Now, many of the refugees are themselves immigrants from sub-Saharan Africa, and are simply returning to their own homelands. But many, if not most of them, are stuck in Tunisia and Egypt for the foreseeable future, joining displaced persons from Tunisia itself. And a fair number of them, not wanting to go back to their homelands — as one Nigerian immigrant to Libya said, “If our country was a very nice place to be, we would not have gone to a place like Libya” — are looking towards Europe.
In fact, there are a number on European soil already. Five thousand have landed at the island of Lampedusa, which though it belongs to Italy is much closer geographically to Libya. Over eight hundred have made it as far as Malta, and more are on the way to both Malta and Lampedusa, as well as other places around the Mediterranean Sea.
This exodus, on top of the Tunisian exodus, is starting to unnerve a lot of people, particularly right-wing nutjob politicians such as Marine Le Pen, daughter of Jean-Marie Le Pen (and who like her father is dismayingly popular in France), and commentators in Italy and France who like to periodically raise the specter of hordes of dark-skinned Africans overrunning the white people of Europe. Ironically, Gaddafi has used these fears to justify his continued rule, stating in December that “Europe will become black” if he is overthrown. However, the number of persons who have already fled as a result of his crackdowns has apparently made various European governments decide that they might be better off if Gaddafi were removed from power as quickly as possible.
So there you have it. No oil, no kowtowing to Al-Qaeda or the CIA, no imperialism, no US leading the rest of the world around. At its heart, it’s pretty much a desire to stop Gaddafi from causing even more people to flee and overwhelm the already-taxed refugee camps in Tunisia, much less Lampedusa or Malta. Whatever one thinks of the US’ involvement in a European and African issue, it’s not based on the motives so many people like to ascribe to it.
UPDATE: A quick note:
The number of refugees who left Libya in the eighteen days before NATO’s no-fly zone: around 300,000, at a rate of 14,000 a day.
The number who have left in the eighteen days since the NFZ was established to yesterday: around 100,000, or around 6,000 a day.

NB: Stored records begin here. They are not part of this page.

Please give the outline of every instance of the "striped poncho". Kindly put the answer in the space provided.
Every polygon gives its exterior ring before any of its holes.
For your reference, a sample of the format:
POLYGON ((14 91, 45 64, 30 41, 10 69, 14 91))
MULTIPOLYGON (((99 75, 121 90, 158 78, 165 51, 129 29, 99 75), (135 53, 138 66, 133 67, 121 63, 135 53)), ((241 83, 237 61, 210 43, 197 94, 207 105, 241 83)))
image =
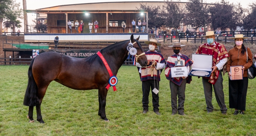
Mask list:
MULTIPOLYGON (((182 83, 182 81, 183 81, 183 80, 182 80, 182 78, 181 77, 172 78, 171 73, 171 68, 173 68, 175 66, 175 62, 177 61, 177 57, 178 56, 181 56, 181 61, 182 61, 183 66, 186 67, 188 67, 189 71, 190 70, 190 67, 191 67, 193 63, 189 58, 188 58, 188 57, 180 53, 178 54, 175 54, 168 57, 167 62, 166 63, 165 70, 165 76, 166 77, 166 79, 168 80, 171 81, 174 84, 180 86, 181 84, 182 83)), ((188 72, 189 71, 188 71, 188 72)), ((188 84, 190 83, 190 82, 192 81, 191 76, 187 77, 186 79, 187 83, 188 84)))

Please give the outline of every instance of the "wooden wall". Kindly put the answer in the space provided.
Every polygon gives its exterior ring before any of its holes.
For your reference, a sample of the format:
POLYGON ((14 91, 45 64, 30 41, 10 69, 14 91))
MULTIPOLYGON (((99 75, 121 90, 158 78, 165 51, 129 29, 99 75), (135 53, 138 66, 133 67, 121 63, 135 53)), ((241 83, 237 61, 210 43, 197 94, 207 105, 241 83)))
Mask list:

As I touched on earlier, one of the things that until now had made the European nations that make up NATO be relatively friendly to Gaddafi was his self-appointed role as the gatekeeper between Europe and sub-Saharan Africa. Playing on European racist fears, he worked to all but end unsanctioned African migration through Libya to Europe, he also has warned that “Europe will become black” through a torrent of uncontrolled refugees if he’s allowed to fall. However, since three times as many persons have fled Libya in the eighteen days before the NFZ as have fled in the eighteen days since the NFZ was established, his gatekeeper argument doesn’t carry the weight it once did among European leaders.
So again no, it’s not about oil or imperialism or cuddling up to Al-Qaeda. It’s about racism in large part, but it’s also about legitimate fears of seeing UNHCR efforts to keep Tunisian refugee camps, already swamped with Tunisian and Libyan refugees who can’t go home just yet, collapse under a swarm of Libyans fleeing Gaddafi’s crackdown, should he have been allowed to continue it uninterrupted. (In fact, when the rebels do well, many Libyan refugees take it as a sign they can come home; on the other hand, when Gaddafi does well, it increases refugee flow.)